A couple of months ago, a question on cstheory.SE asked whether there is a regular encoding of binary trees. My immediate gut feeling was: no way! Binary trees are equivalent to Dyck words and the language of those is not regular1.

I was able to back this feeling with an approach using generating functions. I showed that the number of binary trees with $$n$$ nodes does not have a rational generating function; as all regular languages have rational structure functions, I claimed that this shows that binary trees can not be encoded with a regular language. This argument turned out to be somewhat fishy or incomplete since an encoding does not have to map all trees of size $$n$$ to encodings of size $$f(n)$$; at this point, the counting argument breaks down.

In fact, bijections from binary trees to any infinite regular language exist as both countable. You can even argue that there have to be computable ones as both sets are recursively enumerable. Just enumerate both sets simultaneously one at a time; once you see the input in one set, the current element from the other set is your output. This approach does not guarantee a “nice” encoding, though.

Aryeh came forward and proposed a way to associate any string over some alphabet with a binary tree. The idea is to list the nodes in breadth-first traversal order and mark missing children by $$0$$. This establishes a well-defined2 regular encoding with “nice” properties, i.e. it is concise and efficiently computable in both directions. It is not bijective, though, as every tree has infinitely many representations3.

So, what is going on here?
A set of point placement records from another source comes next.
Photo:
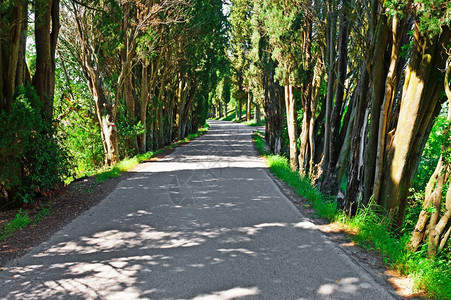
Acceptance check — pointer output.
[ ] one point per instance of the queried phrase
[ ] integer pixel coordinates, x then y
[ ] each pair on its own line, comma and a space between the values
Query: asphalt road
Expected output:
205, 222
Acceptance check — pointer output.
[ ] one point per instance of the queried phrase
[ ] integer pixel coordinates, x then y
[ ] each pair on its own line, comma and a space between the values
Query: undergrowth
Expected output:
370, 230
129, 163
22, 220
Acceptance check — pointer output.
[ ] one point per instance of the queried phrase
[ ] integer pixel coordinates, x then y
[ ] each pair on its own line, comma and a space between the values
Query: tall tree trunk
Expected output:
273, 106
387, 105
435, 232
330, 39
329, 183
257, 114
47, 27
13, 24
419, 106
249, 106
377, 87
290, 105
307, 100
354, 187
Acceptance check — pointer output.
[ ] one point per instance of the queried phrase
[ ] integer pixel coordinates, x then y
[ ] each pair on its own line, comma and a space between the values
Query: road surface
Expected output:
205, 222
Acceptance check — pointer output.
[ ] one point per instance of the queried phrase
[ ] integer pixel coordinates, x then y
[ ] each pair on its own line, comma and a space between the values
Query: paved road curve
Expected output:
205, 222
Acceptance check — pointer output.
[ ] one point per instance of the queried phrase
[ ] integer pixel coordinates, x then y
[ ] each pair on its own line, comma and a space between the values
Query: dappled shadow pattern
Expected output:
198, 224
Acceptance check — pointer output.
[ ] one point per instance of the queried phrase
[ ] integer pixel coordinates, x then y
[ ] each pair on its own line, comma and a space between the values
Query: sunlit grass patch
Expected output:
370, 230
280, 167
129, 163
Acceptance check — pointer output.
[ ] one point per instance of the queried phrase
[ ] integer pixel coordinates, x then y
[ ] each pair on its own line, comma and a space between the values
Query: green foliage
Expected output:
432, 15
431, 153
84, 143
33, 160
20, 221
280, 167
129, 163
374, 231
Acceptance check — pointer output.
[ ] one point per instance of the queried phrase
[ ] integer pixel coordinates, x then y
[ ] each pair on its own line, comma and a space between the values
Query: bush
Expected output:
32, 159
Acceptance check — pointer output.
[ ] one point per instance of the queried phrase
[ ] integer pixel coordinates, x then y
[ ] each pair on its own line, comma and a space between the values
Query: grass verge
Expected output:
369, 230
128, 163
22, 220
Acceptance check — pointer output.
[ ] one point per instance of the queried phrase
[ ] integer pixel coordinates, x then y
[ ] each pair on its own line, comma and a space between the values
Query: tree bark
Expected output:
355, 173
46, 35
377, 79
290, 105
329, 184
419, 107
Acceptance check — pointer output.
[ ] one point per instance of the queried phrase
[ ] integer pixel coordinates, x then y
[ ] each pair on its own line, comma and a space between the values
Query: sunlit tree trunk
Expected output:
47, 27
329, 184
290, 105
430, 226
13, 24
273, 107
377, 84
249, 106
419, 107
354, 186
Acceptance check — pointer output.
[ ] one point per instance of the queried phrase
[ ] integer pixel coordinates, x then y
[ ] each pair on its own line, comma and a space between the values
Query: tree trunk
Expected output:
290, 105
329, 184
387, 105
257, 114
272, 104
330, 39
435, 232
354, 187
377, 80
13, 24
249, 106
419, 107
46, 34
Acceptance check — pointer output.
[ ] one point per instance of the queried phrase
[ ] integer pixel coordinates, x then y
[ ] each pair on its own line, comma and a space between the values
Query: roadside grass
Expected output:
23, 220
369, 230
128, 163
280, 167
254, 123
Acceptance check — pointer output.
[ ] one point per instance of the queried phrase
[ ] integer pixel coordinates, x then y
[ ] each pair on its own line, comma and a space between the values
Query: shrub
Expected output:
32, 158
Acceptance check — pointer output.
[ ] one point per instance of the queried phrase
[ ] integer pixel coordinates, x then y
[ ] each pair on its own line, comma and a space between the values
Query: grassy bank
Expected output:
23, 219
370, 231
128, 163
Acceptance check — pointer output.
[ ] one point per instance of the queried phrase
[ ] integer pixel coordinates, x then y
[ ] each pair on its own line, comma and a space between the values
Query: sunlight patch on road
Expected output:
234, 293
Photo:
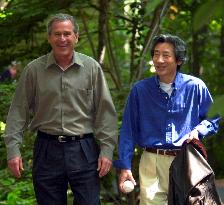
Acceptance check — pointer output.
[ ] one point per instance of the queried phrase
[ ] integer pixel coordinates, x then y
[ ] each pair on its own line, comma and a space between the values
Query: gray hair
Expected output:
62, 17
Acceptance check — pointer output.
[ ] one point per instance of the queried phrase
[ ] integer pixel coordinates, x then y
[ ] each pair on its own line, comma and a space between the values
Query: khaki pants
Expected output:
154, 178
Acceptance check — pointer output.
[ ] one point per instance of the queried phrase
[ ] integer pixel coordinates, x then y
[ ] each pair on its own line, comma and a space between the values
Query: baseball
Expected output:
128, 186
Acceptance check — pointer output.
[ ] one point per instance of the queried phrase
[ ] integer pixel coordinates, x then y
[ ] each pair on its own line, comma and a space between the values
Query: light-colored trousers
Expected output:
154, 178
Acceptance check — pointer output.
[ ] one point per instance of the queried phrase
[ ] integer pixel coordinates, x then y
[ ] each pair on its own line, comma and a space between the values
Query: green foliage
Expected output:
205, 14
217, 107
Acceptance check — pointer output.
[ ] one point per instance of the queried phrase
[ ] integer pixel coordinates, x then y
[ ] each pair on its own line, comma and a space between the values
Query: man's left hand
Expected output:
192, 135
104, 166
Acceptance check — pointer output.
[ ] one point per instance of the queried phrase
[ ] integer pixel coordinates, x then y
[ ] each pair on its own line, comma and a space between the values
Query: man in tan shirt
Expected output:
67, 96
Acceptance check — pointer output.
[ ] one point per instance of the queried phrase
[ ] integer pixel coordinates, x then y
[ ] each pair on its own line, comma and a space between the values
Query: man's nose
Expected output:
160, 58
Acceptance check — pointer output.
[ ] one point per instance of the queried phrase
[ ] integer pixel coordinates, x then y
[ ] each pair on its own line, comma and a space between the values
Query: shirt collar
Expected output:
75, 60
176, 83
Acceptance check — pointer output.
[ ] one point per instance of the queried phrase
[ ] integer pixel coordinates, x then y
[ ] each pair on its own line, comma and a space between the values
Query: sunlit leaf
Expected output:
206, 12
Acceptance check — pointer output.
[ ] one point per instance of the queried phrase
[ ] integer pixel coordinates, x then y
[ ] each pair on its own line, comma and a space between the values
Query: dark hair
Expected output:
178, 44
62, 17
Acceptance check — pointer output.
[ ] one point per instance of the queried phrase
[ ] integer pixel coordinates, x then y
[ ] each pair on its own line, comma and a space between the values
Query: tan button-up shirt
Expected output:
70, 102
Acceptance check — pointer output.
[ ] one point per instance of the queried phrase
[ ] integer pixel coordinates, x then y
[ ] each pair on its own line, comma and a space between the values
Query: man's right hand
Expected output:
125, 175
16, 166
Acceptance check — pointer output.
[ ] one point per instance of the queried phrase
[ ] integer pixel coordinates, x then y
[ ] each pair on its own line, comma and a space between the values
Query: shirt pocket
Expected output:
84, 99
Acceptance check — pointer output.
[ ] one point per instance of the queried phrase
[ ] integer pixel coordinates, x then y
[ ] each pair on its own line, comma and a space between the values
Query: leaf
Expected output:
206, 12
217, 107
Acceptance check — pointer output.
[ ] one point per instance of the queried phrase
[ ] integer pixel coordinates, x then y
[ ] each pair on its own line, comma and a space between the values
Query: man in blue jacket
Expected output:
161, 113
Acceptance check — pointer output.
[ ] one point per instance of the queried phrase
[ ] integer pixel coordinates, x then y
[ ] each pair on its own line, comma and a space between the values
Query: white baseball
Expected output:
128, 186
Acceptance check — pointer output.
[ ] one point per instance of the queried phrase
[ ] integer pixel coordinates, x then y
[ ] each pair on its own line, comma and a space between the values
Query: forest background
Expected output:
118, 34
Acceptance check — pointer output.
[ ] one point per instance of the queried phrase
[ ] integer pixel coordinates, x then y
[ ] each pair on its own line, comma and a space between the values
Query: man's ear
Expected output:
179, 62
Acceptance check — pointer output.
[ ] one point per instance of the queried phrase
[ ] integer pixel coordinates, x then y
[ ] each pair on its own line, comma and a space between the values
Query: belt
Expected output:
170, 152
63, 138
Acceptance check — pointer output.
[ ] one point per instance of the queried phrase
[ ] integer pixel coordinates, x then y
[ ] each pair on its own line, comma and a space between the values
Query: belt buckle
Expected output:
61, 138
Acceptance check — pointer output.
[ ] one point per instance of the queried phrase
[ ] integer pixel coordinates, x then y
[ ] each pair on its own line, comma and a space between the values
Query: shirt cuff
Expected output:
122, 164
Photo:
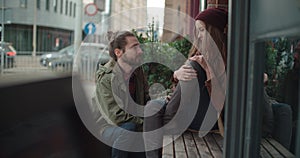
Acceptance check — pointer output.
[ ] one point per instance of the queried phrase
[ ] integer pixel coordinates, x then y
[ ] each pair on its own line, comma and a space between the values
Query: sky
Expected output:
157, 14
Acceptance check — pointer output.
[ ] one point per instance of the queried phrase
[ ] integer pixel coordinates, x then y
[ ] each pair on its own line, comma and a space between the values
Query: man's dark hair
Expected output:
117, 40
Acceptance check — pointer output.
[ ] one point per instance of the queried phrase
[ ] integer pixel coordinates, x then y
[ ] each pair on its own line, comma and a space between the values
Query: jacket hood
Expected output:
105, 69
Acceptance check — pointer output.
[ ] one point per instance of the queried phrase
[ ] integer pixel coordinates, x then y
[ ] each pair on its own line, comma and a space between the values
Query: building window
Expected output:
74, 10
47, 5
23, 3
71, 5
66, 7
38, 4
55, 5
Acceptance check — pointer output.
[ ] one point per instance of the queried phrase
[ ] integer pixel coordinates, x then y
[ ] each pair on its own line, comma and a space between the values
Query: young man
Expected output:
120, 87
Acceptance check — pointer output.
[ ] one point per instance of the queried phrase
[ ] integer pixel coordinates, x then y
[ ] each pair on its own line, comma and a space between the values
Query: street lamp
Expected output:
2, 38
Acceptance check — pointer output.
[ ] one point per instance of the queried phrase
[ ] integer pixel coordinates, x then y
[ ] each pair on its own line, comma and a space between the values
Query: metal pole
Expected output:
78, 25
34, 29
2, 38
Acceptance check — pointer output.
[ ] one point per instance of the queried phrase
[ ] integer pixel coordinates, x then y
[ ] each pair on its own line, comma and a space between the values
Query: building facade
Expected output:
54, 21
128, 14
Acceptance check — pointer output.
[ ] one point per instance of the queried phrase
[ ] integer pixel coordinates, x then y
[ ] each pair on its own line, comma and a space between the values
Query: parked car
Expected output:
89, 56
9, 54
57, 58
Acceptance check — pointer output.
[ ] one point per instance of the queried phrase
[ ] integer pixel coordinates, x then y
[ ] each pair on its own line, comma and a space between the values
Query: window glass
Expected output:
23, 3
281, 83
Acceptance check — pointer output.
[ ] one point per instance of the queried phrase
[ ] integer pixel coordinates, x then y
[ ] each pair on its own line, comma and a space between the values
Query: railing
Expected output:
31, 64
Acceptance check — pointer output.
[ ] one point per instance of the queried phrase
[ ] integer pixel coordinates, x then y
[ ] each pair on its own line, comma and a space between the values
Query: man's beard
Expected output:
132, 63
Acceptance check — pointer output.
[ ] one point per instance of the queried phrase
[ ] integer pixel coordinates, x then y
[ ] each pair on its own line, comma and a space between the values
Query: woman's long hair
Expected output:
220, 39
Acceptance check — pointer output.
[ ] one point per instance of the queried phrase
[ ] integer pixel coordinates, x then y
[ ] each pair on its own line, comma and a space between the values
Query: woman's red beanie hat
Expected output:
216, 17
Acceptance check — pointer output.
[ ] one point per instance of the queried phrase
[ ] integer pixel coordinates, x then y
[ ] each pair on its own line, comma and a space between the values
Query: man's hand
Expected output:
185, 73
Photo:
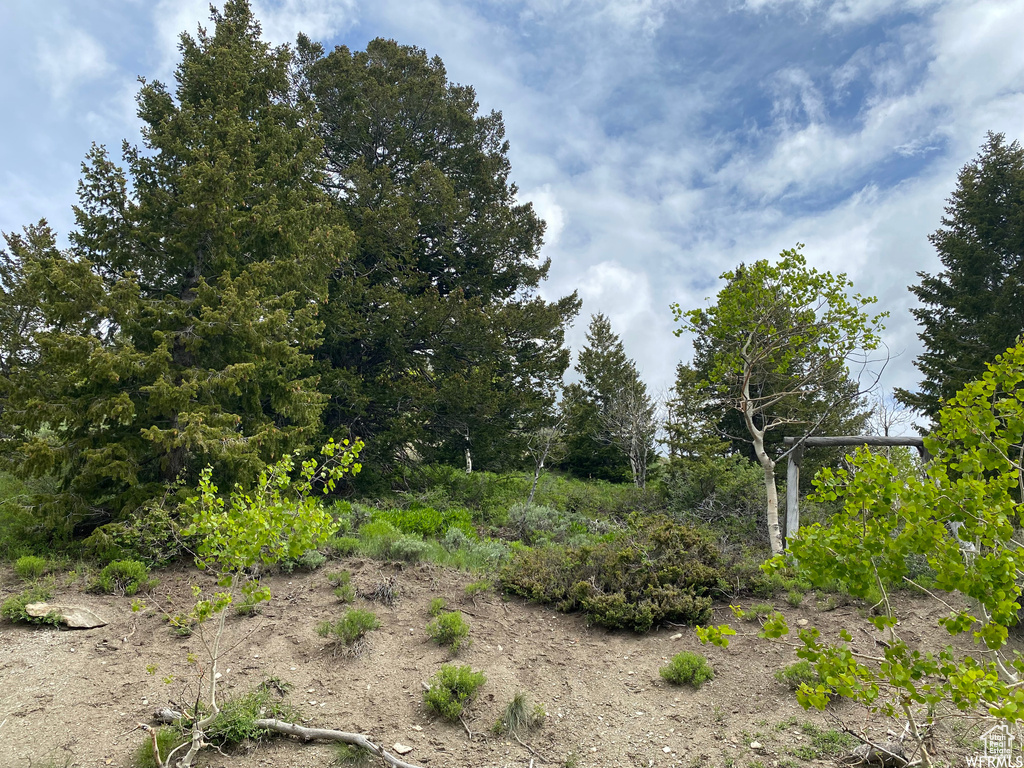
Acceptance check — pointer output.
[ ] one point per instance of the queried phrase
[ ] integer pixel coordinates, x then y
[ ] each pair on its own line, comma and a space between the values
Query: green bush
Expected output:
342, 546
452, 689
797, 674
30, 566
657, 570
13, 607
350, 628
451, 630
167, 739
124, 578
342, 583
687, 669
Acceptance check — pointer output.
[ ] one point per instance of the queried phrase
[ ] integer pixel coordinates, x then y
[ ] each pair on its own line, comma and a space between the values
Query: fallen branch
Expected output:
329, 734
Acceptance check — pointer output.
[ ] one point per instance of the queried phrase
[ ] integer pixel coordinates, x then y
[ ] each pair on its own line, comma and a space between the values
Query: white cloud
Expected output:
69, 57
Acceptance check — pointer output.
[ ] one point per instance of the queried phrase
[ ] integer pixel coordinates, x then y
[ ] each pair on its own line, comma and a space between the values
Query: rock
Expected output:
882, 755
74, 615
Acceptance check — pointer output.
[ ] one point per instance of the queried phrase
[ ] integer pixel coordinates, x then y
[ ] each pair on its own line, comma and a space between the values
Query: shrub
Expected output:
342, 583
13, 607
687, 669
798, 674
124, 578
452, 689
451, 630
167, 739
519, 717
31, 566
342, 546
657, 570
350, 628
437, 606
475, 588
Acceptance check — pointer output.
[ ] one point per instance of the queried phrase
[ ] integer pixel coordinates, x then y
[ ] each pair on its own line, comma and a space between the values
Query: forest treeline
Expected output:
310, 245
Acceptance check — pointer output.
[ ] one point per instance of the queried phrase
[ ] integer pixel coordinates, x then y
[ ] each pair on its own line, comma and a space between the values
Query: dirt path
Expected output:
73, 697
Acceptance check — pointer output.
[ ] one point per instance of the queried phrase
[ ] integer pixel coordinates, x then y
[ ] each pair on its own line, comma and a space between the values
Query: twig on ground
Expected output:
329, 734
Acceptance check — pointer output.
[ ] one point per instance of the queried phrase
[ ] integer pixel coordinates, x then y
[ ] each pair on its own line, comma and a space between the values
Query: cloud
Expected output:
69, 57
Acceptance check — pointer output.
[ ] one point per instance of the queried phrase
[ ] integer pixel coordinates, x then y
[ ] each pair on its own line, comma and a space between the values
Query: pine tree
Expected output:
176, 331
435, 338
973, 310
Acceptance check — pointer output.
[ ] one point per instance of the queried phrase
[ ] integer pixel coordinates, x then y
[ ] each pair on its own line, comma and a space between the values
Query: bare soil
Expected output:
73, 697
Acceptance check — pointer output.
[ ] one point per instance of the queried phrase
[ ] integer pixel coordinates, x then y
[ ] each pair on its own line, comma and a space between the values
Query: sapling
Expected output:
280, 518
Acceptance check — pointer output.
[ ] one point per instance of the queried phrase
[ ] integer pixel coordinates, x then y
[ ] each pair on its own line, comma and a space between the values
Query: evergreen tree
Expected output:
597, 406
973, 310
435, 338
176, 331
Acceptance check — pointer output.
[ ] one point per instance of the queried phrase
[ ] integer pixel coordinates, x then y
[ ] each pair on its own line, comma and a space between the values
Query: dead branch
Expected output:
329, 734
Does the computational complexity of encodings depend more on the properties you want them to have than on the structure of the encoded construct? Is bijectivity a necessary requirement for an encoding? It seems that dropping bijectivity enables you to find much easier representations for certain sets; is this a general phenomenon? Can you characterise the impact of readability on encoding complexity?

1. Easily shown with Pumping Lemma for regular languages.
2. If we map each tree to its shortest encoding.
3. After all branches are closed off with $$0$$, you can add as many additional symbols to the encoding as you wish without changing the encoded tree.